Jeszcze tylko sprawdzenie, czy wszystko wyłączone, ubranie się w długi zimowy płaszcz, czapkę, szalik, by w końcu wyjść z mieszkania, zamykając starannie drzwi. Nie po to rodzice zafundowali jej takie lokum, żeby teraz złodzieja do środka zapraszała. W końcu schowała dłonie do kieszeni, po czym skierowała się do windy. W przeciwieństwie do wielu ludzi, uwielbiała nimi jeździć.
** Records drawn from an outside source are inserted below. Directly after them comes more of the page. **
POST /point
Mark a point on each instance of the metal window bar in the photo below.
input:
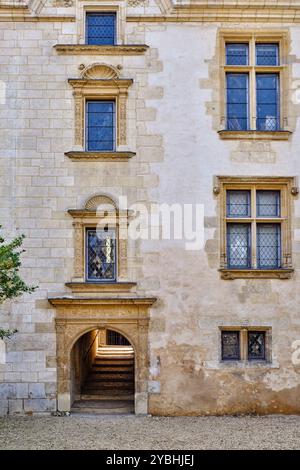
(267, 102)
(268, 203)
(101, 28)
(230, 344)
(256, 345)
(238, 203)
(237, 93)
(100, 125)
(237, 54)
(267, 54)
(268, 246)
(100, 255)
(239, 246)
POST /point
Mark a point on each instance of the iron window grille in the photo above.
(100, 125)
(100, 28)
(101, 251)
(253, 229)
(244, 345)
(252, 91)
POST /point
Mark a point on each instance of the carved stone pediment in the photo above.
(99, 71)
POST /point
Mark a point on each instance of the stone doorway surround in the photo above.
(127, 315)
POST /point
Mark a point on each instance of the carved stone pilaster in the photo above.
(79, 120)
(122, 120)
(78, 251)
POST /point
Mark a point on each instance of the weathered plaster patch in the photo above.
(253, 152)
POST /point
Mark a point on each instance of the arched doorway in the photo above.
(102, 373)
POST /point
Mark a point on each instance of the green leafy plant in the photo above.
(11, 284)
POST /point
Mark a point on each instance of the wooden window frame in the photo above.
(252, 38)
(287, 187)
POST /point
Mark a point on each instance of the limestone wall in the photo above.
(172, 124)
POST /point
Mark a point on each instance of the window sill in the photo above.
(86, 49)
(231, 274)
(219, 365)
(82, 156)
(254, 135)
(103, 287)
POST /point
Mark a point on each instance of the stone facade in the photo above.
(173, 154)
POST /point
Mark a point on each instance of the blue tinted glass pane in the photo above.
(267, 54)
(100, 28)
(100, 122)
(268, 246)
(268, 203)
(238, 203)
(267, 98)
(101, 255)
(237, 54)
(238, 245)
(237, 101)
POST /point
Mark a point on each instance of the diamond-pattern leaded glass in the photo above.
(237, 101)
(256, 345)
(268, 246)
(238, 203)
(101, 255)
(238, 246)
(100, 122)
(237, 54)
(267, 101)
(230, 345)
(268, 203)
(100, 28)
(267, 54)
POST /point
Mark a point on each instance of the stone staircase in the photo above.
(109, 386)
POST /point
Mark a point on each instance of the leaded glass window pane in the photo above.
(267, 99)
(100, 28)
(268, 203)
(237, 101)
(100, 125)
(238, 204)
(268, 246)
(267, 54)
(230, 345)
(238, 246)
(237, 54)
(101, 255)
(256, 345)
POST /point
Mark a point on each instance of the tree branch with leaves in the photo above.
(11, 284)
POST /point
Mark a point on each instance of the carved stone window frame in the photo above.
(114, 6)
(287, 187)
(243, 341)
(113, 88)
(94, 215)
(281, 37)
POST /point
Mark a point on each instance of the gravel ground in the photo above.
(153, 433)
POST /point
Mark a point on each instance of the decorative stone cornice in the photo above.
(85, 49)
(254, 135)
(97, 287)
(231, 274)
(92, 301)
(224, 11)
(99, 156)
(119, 83)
Tak, czas przeszły. Przyzwyczaiła się, jak to zwykle bywało. To, co kiedyś stanowiło dla niej przednią rozrywkę, teraz nic nie znaczyło. Wszystkie cele spełnione, pozostała jedynie szara egzystencja. Czasami zastanawiała się, co zrobić ze swoim życiem. Czy teraz ma tyrać jak głupia? W końcu tego pragnęła… pójść na wymarzone studia, skończyć je z wyróżnieniem, dostać dobrze płatną pracę…

Wszystko prysło jak bańka mydlana. Okazało się, że nikt na nią nie czeka z otwartymi ramionami. Nigdzie jej nie chcą. Za młoda, bez doświadczenia, zbyt słaba psychicznie. Ciągle słyszała słowo „nie". Aż w końcu poddała się. Ułagodzona przez rodziców, zdana na ich łaskę, podlizująca się szefowi, byleby tylko jej nie wylał, dająca się macać… początkowo chciało jej się wymiotować, ale teraz… czy to robiło jakąś różnicę? Nikt jej nie pomoże. Taki jest ten świat.

Zajebiście brutalny.

- Może zostać dziwką? W końcu tylu chętnych jest na to cielsko… - mruknęła pod nosem, gdy drzwiczki otworzyły się. Przybrała na usta uśmiech, skinęła głową sąsiadom, rozmawiającym w najlepsze o córce lekarza, która nie była za często widziana w kościele.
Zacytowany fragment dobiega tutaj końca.